The National Salvation Front, a coalition of five opposition parties, including the popular Islamist opposition party Ennahdha, had called for the march in central Tunis.

The Habib Bourguiba avenue, the main artery of the capital and a key site for the revolution, had been placed under high security, with metal barriers, drones and surveillance cameras in place to monitor the crowd.

Demonstrators shouting “Kais Saied, go out” and “No to dictatorship, yes to dialogue and democracy,” amid other mottos, were prevented from getting close to the Interior Ministry.


READ Declan Hayes: Could Tunisia become the next Libya?


The President of the Tunisian Human Rights League, Bassem Trifi, said authorities banned protesters from other cities of the country to come to Tunis to take part in the march.

Prominent opposition politician Ahmed Nejib Chebbi said “Tunisia’s salvation can only come through Kais Saied’s departure.”

The head of the Workers’ Party, Hamma Hammami, said “Kais Saied will either end up in prison or flee abroad. His dictatorial regime will fall, like the one of ousted President Ben Ali.”

On Jan. 14, 2011, then President Zine el-Abidine Ben Ali was forced out of power, transforming the country into a budding democracy that inspired the Arab Spring. Ben Ali died in 2019.
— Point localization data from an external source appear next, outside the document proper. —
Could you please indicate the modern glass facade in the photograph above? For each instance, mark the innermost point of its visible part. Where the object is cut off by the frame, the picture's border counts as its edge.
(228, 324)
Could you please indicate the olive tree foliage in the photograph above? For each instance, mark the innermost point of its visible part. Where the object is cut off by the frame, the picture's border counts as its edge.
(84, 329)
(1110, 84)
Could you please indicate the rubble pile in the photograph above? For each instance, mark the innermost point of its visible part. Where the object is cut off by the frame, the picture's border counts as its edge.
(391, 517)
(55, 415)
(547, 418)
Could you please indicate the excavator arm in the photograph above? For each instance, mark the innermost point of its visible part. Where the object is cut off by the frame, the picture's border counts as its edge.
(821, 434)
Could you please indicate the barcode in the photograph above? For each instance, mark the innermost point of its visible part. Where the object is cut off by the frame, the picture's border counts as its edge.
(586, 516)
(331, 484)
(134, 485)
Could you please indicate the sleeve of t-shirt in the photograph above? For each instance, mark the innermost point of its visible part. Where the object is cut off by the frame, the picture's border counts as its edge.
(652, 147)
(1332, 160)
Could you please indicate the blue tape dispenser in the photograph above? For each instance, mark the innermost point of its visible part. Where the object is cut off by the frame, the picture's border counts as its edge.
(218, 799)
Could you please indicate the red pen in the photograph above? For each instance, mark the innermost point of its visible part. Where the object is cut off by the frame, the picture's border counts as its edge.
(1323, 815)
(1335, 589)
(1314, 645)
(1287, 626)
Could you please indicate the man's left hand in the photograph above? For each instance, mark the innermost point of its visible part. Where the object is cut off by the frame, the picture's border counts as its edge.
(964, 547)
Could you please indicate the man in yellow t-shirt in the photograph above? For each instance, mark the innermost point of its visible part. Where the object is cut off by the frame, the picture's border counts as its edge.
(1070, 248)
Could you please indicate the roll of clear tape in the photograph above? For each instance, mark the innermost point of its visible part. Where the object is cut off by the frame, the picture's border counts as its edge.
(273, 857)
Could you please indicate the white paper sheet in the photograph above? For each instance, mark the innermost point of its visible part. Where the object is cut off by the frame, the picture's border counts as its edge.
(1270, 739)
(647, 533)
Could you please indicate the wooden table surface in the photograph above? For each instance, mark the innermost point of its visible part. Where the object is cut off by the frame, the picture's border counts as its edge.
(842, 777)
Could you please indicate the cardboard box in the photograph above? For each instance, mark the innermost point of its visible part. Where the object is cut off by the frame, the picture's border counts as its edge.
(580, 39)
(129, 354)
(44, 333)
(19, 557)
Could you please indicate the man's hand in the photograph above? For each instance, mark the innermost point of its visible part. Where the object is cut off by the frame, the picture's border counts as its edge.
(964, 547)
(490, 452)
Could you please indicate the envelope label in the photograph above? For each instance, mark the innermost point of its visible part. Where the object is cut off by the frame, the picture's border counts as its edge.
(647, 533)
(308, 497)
“We are here to say ‘stop’ to the process of destruction of the state engaged by Kais Saied,” said Abassi Hammami, the head of the National Comittee for the Protection of Freedoms. “We must open new perspectives for our country.”

The head of the Republican Party, Issam Chebbi, said opponents will continue their fight to relaunch the democratic process and help the country get out of the political, economic and social crisis it is going through.

Saied, who was elected in 2019, has curbed the independence of the judiciary and weakened parliament’s powers.

In a referendum in July last year, Tunisians voters approved a constitution that hands broad executive powers to the president. Saied, who spearheaded the project and wrote the text himself, made full use of the mandate in September, changing the electoral law to diminish the role of political parties.

In an apparent response to criticism, Saied on Friday paid a surprise visit to the Bourguiba avenue and went through the capital’s historic district, the medina. He called for caution against “intruders and renegades” who could mix with protesters to provoke clashes.

The Jan. 14 anniversary has been abolished as an official commemoration date by Saied, who instead declared Dec. 17 as the “revolution day.”

Tunisia’s uprising began on Dec. 17, 2010, when a desperate fruit vendor set himself on fire, unleashing pent-up anger and frustration among his compatriots, who staged protests that spread nationwide and led to the revolution.